When interpreting machine learning models, it’s often useful to focus on the most important features rather than the full set. This can help simplify the interpretation process and highlight the key drivers of the model’s predictions.
In this example, we’ll show how to plot the top N most important features from an XGBoost model, where N is controlled by a variable. This allows for flexibility in the number of features displayed, making it easy to adjust the plot based on the specific needs of the analysis.
We’ll use a synthetic dataset with a known set of features for this example. The dataset will be generated using scikit-learn’s make_classification()
function, which creates a random classification problem with specified parameters.
from sklearn.datasets import make_classification
import xgboost as xgb
import matplotlib.pyplot as plt
# Generate a synthetic dataset
X, y = make_classification(n_samples=1000, n_features=20, n_informative=10,
n_redundant=5, n_repeated=0, n_classes=2,
random_state=42)
# Create feature names
feature_names = [f'feature_{i}' for i in range(X.shape[1])]
# Create DMatrix object
dtrain = xgb.DMatrix(X, label=y, feature_names=feature_names)
# Set XGBoost parameters
params = {
'objective': 'binary:logistic',
'max_depth': 3,
'learning_rate': 0.1,
'subsample': 0.8,
'colsample_bytree': 0.8,
}
# Train the XGBoost model
model = xgb.train(params, dtrain, num_boost_round=100)
# Set the number of top features to plot
top_n = 10
# Plot feature importance with feature names
fig, ax = plt.subplots(figsize=(10, 6))
xgb.plot_importance(model, ax=ax, importance_type='gain',
max_num_features=top_n, show_values=False)
plt.yticks(range(top_n), model.feature_names[:top_n])
plt.xlabel('Gain')
plt.title(f'Top {top_n} Most Important Features')
plt.show()
The plot may look like the following:
In this example, we first generate a synthetic dataset using make_classification()
with 1000 samples, 20 features (10 informative, 5 redundant), and 2 classes. We then create feature names for each of the 20 features in the format ‘feature_0’, ‘feature_1’, etc.
Next, we create a DMatrix
object for XGBoost, passing the feature names to the feature_names
parameter. We set the XGBoost parameters for a binary classification problem and train the model using xgb.train()
.
To plot the top N most important features, we define a variable top_n
and set it to 10. We then use plot_importance()

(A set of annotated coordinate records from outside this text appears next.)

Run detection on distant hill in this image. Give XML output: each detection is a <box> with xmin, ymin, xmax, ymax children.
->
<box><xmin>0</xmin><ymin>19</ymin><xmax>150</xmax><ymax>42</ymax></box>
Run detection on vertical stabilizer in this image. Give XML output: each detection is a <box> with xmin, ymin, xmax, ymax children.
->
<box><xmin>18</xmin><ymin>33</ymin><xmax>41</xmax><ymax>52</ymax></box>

with max_num_features=top_n
to limit the plot to the top 10 features. The importance_type
is set to ‘gain’ to rank features by their total gain contribution.
To include the feature names on the y-axis, we use plt.yticks()
and pass the top N feature names from model.feature_names
.
Finally, we set the x-label and title of the plot, specifying the number of top features being displayed.
The resulting plot will show the top 10 most important features ranked by their gain, with the feature names clearly listed on the y-axis. By adjusting the top_n
variable, you can easily change the number of top features displayed in the plot.
This approach provides a concise and informative way to visualize the most important features in an XGBoost model, focusing attention on the key drivers of the model’s predictions.